# SPDX-FileCopyrightText: : 2017-2020 The PyPSA-Eur Authors
#
# SPDX-License-Identifier: MIT

# coding: utf-8
"""
Lifts electrical transmission network to a single 380 kV voltage layer,
removes dead-ends of the network,
and reduces multi-hop HVDC connections to a single link.

Relevant Settings
-----------------

.. code:: yaml

    costs:
        USD2013_to_EUR2013:
        discountrate:
        marginal_cost:
        capital_cost:

    electricity:
        max_hours:

    renewables: (keys)
        {technology}:
            potential:

    lines:
        length_factor:

    links:
        p_max_pu:

    solving:
        solver:
            name:

.. seealso::
    Documentation of the configuration file ``config.yaml`` at
    :ref:`costs_cf`, :ref:`electricity_cf`, :ref:`renewable_cf`,
    :ref:`lines_cf`, :ref:`links_cf`, :ref:`solving_cf`

Inputs
------

- ``data/costs.csv``: The database of cost assumptions for all included technologies for specific years from various sources; e.g. discount rate, lifetime, investment (CAPEX), fixed operation and maintenance (FOM), variable operation and maintenance (VOM), fuel costs, efficiency, carbon-dioxide intensity.
- ``resources/regions_onshore.geojson``: confer :ref:`busregions`
- ``resources/regions_offshore.geojson``: confer :ref:`busregions`
- ``networks/elec.nc``: confer :ref:`electricity`

Outputs
-------

- ``resources/regions_onshore_elec_s{simpl}.geojson``:

    .. image:: ../img/regions_onshore_elec_s.png
            :scale: 33 %

- ``resources/regions_offshore_elec_s{simpl}.geojson``:

    .. image:: ../img/regions_offshore_elec_s  .png
            :scale: 33 %

- ``resources/busmap_elec_s{simpl}.csv``: Mapping of buses from ``networks/elec.nc`` to ``networks/elec_s{simpl}.nc``;
- ``networks/elec_s{simpl}.nc``:

    .. image:: ../img/elec_s.png
        :scale: 33 %

Description
-----------

The rule :mod:`simplify_network` does up to four things:

1. Create an equivalent transmission network in which all voltage levels are mapped to the 380 kV level by the function ``simplify_network(...)``.

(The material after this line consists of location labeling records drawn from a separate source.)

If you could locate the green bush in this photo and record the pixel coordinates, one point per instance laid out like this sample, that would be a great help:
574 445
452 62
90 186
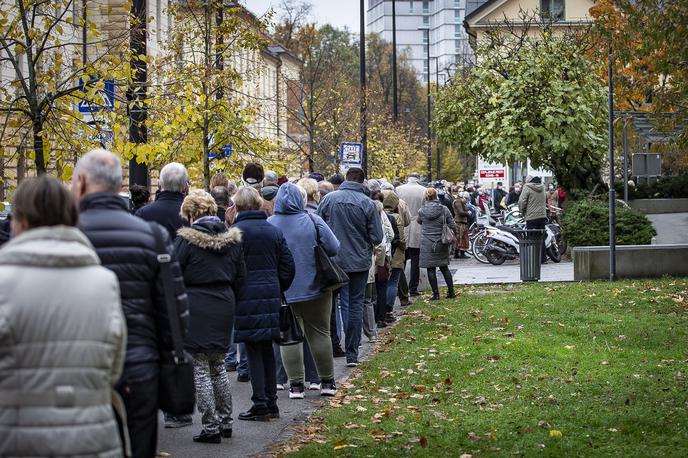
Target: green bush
586 223
665 188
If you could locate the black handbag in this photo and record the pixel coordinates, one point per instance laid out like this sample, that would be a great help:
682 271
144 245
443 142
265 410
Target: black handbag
290 330
328 275
176 387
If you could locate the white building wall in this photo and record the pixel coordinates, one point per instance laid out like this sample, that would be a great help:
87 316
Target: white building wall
438 21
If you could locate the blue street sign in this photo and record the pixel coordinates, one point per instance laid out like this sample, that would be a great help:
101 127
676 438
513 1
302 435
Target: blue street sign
105 98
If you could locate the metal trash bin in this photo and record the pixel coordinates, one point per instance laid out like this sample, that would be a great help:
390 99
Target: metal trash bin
530 252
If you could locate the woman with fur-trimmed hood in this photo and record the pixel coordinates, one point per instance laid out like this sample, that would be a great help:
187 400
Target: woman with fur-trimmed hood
212 263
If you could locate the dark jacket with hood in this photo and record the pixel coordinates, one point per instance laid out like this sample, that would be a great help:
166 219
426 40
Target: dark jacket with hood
298 227
355 221
212 262
432 216
126 245
165 212
269 273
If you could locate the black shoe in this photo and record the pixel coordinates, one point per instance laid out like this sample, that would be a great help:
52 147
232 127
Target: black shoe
273 412
208 438
255 414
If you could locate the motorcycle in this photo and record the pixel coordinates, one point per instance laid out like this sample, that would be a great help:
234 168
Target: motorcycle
502 243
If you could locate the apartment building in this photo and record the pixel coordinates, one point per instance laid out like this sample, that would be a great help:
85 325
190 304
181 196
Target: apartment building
434 26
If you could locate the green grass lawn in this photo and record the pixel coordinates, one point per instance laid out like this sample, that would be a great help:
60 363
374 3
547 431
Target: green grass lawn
590 369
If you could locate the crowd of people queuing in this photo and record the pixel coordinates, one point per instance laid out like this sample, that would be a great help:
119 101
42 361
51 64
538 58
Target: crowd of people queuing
83 315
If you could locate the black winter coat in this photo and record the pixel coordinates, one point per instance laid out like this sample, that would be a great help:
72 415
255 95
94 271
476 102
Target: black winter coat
212 262
165 211
269 272
125 244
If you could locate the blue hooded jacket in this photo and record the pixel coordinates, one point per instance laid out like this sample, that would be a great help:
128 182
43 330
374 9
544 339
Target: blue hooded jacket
299 231
355 221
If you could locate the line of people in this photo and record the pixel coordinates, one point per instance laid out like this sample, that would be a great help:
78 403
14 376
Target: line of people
83 316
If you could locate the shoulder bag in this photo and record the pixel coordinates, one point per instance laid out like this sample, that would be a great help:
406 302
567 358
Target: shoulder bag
447 233
328 275
176 388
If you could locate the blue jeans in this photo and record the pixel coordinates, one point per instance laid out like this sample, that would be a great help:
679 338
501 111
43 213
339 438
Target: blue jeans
352 297
392 287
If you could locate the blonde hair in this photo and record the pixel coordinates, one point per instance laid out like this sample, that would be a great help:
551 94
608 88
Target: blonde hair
311 187
247 198
430 194
198 204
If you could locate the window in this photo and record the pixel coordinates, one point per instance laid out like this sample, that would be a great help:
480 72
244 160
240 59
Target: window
552 9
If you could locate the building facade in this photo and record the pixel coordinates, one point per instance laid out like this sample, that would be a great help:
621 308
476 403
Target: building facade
433 24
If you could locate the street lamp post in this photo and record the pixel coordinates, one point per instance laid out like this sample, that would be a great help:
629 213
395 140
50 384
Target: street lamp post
429 131
364 118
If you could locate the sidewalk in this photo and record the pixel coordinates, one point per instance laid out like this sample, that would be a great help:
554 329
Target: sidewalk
250 438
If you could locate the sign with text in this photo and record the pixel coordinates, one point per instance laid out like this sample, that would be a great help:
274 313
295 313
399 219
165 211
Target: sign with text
350 155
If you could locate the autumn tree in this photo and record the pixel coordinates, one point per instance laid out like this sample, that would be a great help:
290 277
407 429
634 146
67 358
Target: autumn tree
530 97
54 56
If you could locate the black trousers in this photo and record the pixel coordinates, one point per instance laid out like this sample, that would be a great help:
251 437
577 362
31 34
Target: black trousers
413 254
261 368
539 224
141 401
432 278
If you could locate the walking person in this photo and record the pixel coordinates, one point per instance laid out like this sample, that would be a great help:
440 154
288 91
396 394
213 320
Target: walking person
413 194
212 263
269 273
533 206
174 185
432 217
355 222
127 245
62 332
311 306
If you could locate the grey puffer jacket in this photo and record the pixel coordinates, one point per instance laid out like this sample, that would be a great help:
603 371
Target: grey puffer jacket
62 347
432 216
533 202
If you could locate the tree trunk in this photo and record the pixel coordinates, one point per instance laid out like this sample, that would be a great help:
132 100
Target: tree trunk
38 147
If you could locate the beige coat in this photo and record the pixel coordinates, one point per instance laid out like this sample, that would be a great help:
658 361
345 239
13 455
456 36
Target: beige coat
412 193
62 345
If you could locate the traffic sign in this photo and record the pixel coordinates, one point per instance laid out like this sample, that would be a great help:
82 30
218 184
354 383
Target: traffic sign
105 98
350 155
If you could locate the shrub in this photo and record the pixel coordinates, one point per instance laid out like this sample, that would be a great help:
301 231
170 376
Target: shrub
586 223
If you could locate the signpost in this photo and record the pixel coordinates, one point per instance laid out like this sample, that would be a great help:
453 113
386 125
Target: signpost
350 155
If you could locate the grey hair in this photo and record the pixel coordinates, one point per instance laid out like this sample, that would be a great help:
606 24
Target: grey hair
102 168
173 177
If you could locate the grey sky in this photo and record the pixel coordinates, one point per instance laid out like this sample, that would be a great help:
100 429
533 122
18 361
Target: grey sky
339 13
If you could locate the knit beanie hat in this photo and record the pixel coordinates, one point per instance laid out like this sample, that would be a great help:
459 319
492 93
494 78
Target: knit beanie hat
253 175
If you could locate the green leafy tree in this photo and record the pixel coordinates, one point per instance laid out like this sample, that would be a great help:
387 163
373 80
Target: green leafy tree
531 96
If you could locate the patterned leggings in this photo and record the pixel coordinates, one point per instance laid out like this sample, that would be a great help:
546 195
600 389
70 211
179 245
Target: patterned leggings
213 397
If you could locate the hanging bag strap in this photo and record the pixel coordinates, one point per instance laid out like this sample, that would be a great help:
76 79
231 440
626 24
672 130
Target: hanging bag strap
165 260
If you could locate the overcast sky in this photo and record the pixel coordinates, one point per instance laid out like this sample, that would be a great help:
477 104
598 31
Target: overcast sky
339 13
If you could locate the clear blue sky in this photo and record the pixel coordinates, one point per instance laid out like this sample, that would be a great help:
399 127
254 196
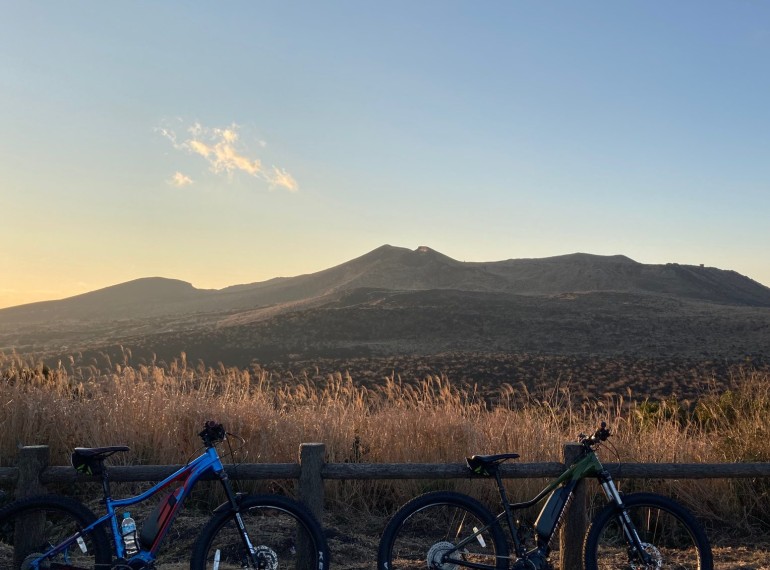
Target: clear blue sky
231 142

2. DC only sub-networks that are connected at only two buses to the AC network are reduced to a single representative link in the function ``simplify_links(...)``. The components attached to buses in between are moved to the nearest endpoint. The grid connection cost of offshore wind generators are added to the captial costs of the generator.

3. Stub lines and links, i.e. dead-ends of the network, are sequentially removed from the network in the function ``remove_stubs(...)``. Components are moved along.

4. Optionally, if an integer were provided for the wildcard ``{simpl}`` (e.g. ``networks/elec_s500.nc``), the network is clustered to this number of clusters with the routines from the ``cluster_network`` rule with the function ``cluster_network.cluster(...)``. This step is usually skipped!
"""

import logging
from _helpers import configure_logging, update_p_nom_max

from cluster_network import clustering_for_n_clusters, cluster_regions
from add_electricity import load_costs

import pandas as pd
import numpy as np
import scipy as sp
from scipy.sparse.csgraph import connected_components, dijkstra

from functools import reduce

import pypsa
from pypsa.io import import_components_from_dataframe, import_series_from_dataframe
from pypsa.networkclustering import busmap_by_stubs, aggregategenerators, aggregateoneport, get_clustering_from_busmap, _make_consense

logger = logging.getLogger(__name__)


def simplify_network_to_380(n):
    ## All goes to v_nom == 380
    logger.info("Mapping all network lines onto a single 380kV layer")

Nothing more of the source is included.